Some of those 175 dogs in 2021 were transferred to other shelters, while some were euthanized due to severe medical or behavioral conditions. The rest are still at the shelter in Barre. “Surprisingly, this was not hugely different for dogs than in 2020 or previous years,” Erika Holm said. “When the pandemic first hit there was a huge decrease in surrenders,” she said. “We got slammed with people wanting to adopt animals. They were home and it was a good time to take animals in.” She said they couldn’t keep up with the demand for pets.

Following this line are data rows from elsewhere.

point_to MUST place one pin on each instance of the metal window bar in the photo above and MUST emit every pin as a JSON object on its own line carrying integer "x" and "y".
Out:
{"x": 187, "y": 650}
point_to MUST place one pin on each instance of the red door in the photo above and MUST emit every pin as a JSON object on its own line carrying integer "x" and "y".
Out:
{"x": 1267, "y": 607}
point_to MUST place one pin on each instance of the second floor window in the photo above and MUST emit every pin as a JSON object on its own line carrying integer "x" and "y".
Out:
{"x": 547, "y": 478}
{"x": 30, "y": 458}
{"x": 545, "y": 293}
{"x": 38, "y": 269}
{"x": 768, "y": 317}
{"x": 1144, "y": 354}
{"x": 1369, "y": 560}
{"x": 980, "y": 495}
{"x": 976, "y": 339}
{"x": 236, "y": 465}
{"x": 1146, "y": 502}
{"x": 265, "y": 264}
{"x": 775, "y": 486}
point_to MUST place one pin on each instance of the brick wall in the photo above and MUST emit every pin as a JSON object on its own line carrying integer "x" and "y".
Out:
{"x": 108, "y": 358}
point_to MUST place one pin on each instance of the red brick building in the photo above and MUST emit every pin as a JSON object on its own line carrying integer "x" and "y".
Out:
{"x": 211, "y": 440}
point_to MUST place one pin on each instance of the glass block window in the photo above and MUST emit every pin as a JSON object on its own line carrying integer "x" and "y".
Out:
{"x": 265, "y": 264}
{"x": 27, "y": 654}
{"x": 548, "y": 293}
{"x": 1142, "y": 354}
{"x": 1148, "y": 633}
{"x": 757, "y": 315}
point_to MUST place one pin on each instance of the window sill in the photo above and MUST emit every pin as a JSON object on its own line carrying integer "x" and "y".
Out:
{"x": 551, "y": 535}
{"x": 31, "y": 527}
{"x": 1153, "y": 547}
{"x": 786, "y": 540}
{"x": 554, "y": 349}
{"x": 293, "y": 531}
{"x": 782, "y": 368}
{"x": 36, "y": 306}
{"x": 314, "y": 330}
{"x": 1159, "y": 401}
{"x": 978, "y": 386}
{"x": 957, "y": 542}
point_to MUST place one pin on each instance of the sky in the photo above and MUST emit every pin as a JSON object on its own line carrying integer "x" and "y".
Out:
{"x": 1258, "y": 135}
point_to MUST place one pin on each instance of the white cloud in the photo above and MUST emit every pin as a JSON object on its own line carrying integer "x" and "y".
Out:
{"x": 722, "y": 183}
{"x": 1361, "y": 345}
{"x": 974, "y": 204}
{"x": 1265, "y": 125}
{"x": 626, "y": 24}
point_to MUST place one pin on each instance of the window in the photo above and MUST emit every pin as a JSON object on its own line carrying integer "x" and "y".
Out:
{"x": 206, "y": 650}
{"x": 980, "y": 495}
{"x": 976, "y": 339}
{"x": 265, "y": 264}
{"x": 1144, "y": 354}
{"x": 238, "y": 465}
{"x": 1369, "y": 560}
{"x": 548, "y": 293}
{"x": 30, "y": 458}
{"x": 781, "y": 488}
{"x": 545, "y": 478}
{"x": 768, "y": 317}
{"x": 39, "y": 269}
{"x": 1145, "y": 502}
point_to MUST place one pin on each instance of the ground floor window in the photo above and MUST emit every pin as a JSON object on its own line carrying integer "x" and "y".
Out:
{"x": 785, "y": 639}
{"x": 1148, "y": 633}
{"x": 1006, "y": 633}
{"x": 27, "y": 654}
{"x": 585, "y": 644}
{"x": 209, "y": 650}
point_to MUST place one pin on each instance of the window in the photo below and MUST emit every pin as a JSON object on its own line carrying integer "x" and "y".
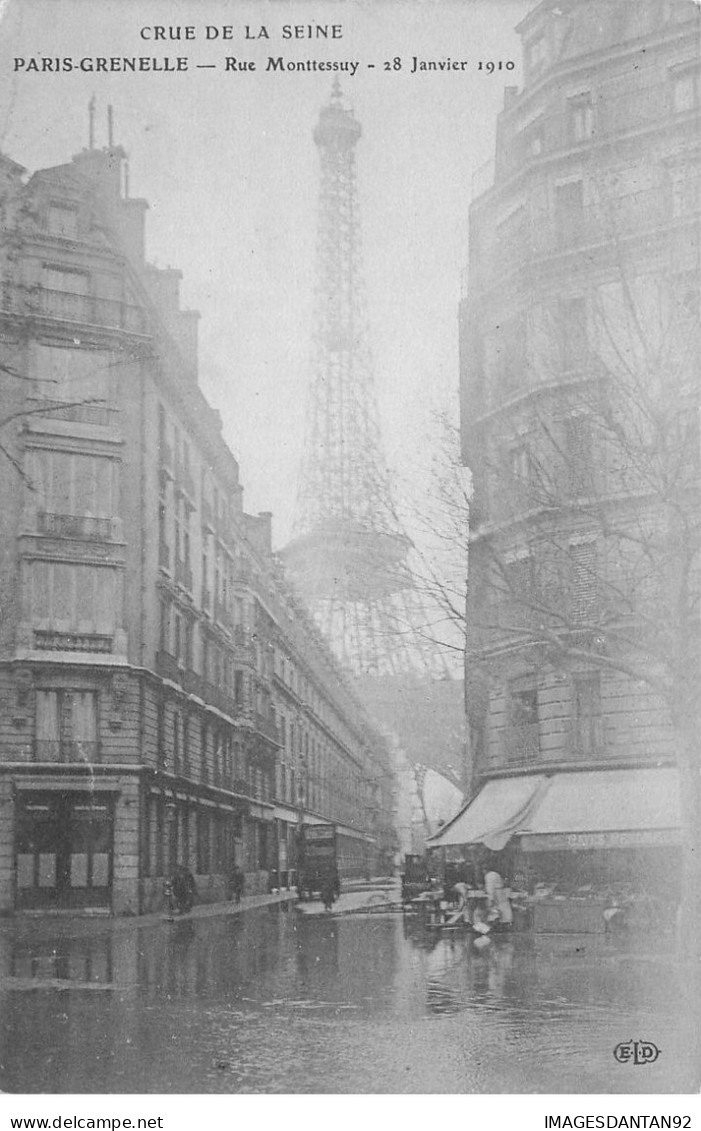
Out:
{"x": 74, "y": 598}
{"x": 534, "y": 140}
{"x": 536, "y": 55}
{"x": 66, "y": 281}
{"x": 66, "y": 726}
{"x": 521, "y": 475}
{"x": 69, "y": 484}
{"x": 580, "y": 118}
{"x": 685, "y": 88}
{"x": 204, "y": 842}
{"x": 569, "y": 212}
{"x": 62, "y": 221}
{"x": 587, "y": 723}
{"x": 579, "y": 455}
{"x": 583, "y": 580}
{"x": 685, "y": 189}
{"x": 81, "y": 378}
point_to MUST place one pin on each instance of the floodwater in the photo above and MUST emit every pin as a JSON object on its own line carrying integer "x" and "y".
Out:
{"x": 270, "y": 1001}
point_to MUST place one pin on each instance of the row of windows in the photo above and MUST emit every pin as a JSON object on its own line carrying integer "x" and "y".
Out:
{"x": 522, "y": 717}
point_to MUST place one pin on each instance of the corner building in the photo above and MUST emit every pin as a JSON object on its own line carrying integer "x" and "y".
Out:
{"x": 588, "y": 215}
{"x": 165, "y": 697}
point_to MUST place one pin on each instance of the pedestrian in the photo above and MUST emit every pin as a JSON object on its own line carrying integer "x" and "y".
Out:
{"x": 238, "y": 882}
{"x": 183, "y": 889}
{"x": 328, "y": 891}
{"x": 461, "y": 889}
{"x": 499, "y": 904}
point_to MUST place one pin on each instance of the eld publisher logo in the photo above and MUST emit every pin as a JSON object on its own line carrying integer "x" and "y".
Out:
{"x": 637, "y": 1052}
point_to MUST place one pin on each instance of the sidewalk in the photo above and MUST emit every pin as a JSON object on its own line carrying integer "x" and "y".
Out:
{"x": 65, "y": 925}
{"x": 40, "y": 926}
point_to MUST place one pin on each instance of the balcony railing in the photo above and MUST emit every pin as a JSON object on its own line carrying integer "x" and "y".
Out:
{"x": 62, "y": 750}
{"x": 612, "y": 114}
{"x": 88, "y": 413}
{"x": 167, "y": 665}
{"x": 46, "y": 640}
{"x": 74, "y": 526}
{"x": 559, "y": 232}
{"x": 183, "y": 573}
{"x": 192, "y": 683}
{"x": 221, "y": 699}
{"x": 65, "y": 305}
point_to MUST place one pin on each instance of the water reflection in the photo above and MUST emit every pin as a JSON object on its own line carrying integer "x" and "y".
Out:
{"x": 271, "y": 1001}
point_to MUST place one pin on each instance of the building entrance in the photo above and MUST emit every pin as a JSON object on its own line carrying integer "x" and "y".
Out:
{"x": 63, "y": 851}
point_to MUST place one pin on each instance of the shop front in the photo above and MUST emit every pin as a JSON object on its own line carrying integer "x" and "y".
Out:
{"x": 578, "y": 842}
{"x": 65, "y": 849}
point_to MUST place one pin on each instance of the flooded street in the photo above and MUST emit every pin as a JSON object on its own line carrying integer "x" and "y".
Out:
{"x": 270, "y": 1001}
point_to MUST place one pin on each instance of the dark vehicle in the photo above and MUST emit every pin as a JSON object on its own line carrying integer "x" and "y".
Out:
{"x": 318, "y": 861}
{"x": 415, "y": 878}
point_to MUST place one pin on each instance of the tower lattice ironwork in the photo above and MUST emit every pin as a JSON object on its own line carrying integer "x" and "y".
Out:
{"x": 349, "y": 553}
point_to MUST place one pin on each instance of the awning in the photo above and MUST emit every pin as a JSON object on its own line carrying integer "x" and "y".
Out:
{"x": 606, "y": 809}
{"x": 585, "y": 809}
{"x": 502, "y": 808}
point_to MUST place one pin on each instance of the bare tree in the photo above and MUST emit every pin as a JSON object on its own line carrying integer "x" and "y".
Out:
{"x": 585, "y": 524}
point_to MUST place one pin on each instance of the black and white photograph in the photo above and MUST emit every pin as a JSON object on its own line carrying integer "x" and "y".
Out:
{"x": 349, "y": 557}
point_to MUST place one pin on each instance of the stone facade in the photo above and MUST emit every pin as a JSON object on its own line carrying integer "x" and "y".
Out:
{"x": 583, "y": 255}
{"x": 165, "y": 696}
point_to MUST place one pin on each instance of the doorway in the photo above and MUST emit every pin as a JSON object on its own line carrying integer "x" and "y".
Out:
{"x": 63, "y": 849}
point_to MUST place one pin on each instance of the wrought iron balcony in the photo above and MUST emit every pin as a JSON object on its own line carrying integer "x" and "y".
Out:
{"x": 62, "y": 750}
{"x": 524, "y": 742}
{"x": 167, "y": 665}
{"x": 67, "y": 307}
{"x": 74, "y": 526}
{"x": 207, "y": 514}
{"x": 46, "y": 640}
{"x": 267, "y": 727}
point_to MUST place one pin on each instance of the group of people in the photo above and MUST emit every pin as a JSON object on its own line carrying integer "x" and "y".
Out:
{"x": 495, "y": 907}
{"x": 180, "y": 889}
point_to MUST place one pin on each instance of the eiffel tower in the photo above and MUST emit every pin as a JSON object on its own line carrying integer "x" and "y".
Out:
{"x": 348, "y": 554}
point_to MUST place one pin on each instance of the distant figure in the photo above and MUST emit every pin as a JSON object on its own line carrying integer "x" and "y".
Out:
{"x": 238, "y": 883}
{"x": 499, "y": 904}
{"x": 461, "y": 889}
{"x": 183, "y": 889}
{"x": 328, "y": 891}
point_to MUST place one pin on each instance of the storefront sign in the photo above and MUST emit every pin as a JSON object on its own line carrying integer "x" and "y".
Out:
{"x": 635, "y": 838}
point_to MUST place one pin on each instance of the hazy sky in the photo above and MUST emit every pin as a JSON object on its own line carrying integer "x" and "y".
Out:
{"x": 227, "y": 163}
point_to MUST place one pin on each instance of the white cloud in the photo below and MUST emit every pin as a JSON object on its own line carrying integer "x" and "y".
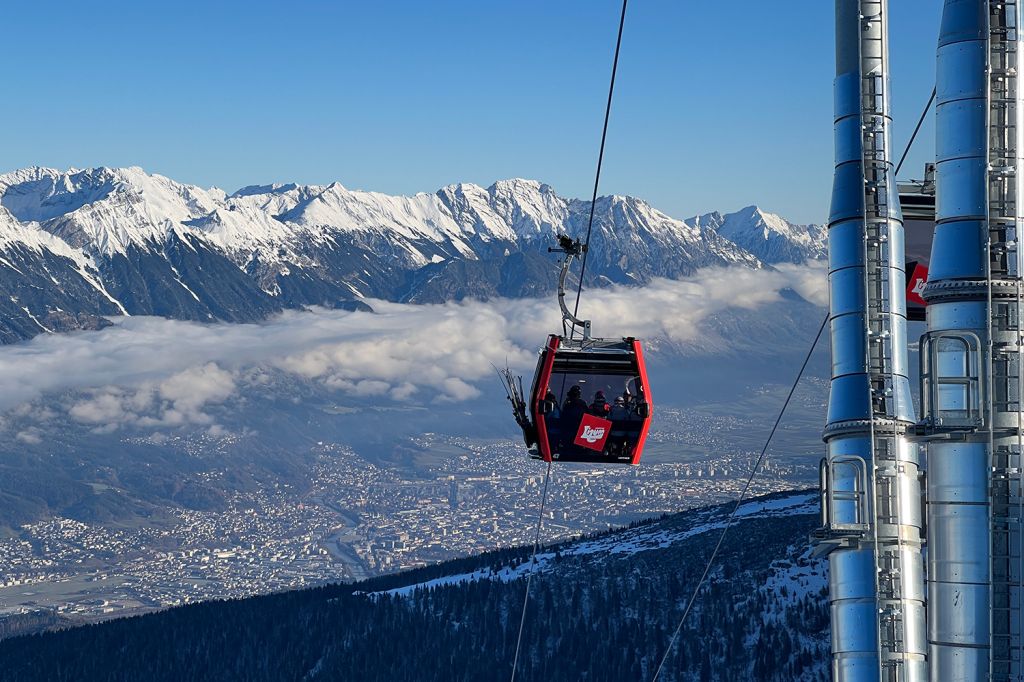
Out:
{"x": 157, "y": 373}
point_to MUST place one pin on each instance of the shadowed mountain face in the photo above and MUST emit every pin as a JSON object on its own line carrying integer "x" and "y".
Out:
{"x": 602, "y": 608}
{"x": 79, "y": 245}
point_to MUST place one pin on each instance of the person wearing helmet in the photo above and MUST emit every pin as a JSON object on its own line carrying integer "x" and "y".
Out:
{"x": 572, "y": 411}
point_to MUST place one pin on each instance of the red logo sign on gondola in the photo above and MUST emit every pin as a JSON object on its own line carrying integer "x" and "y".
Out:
{"x": 593, "y": 432}
{"x": 915, "y": 281}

“In the past, we’d take in more animals from out of state when we had space,” Holm said, typically about 30% transported from the south, and 70% local. During the pandemic, transports from out of state were put on hold. With people at home and a moratorium on evictions, far fewer people were surrendering their pets. Evictions and moving to situations that do not allow dogs is a major cause of dogs being surrendered. During the pandemic, Holm said there has been “a huge desire to get more pets into the home” and said there’s an imbalance in number of dogs being surrendered or otherwise up for adoption and those wanting to adopt.
The rush to adopt has brought behavioral issues in many dogs, Holm said. “People were getting dogs they knew nothing about. We spent a lot of time helping people find training or other resources.”
CVHS has been offering curbside adoptions, where people don’t enter the building and meet the dog in the yard. They do prescreening over the phone to find out what people are looking for in a pet and whether they can meet that individual dog’s needs. They give a two-week window for the animal to settle in and adjust. She said they’ve seen a reduction in dogs returning. “The animals are so much healthier,” she said; “there’s less stress of visitors.”
Those interested in adopting can check fortheloverofdogsvermont.com or FLD’s Facebook page for information on currently available dogs. As of the time that The Valley Reporter went to press, CVHS had six dogs available for adoption. Those interested should check centralvermonthumane.org for updated information on available pets.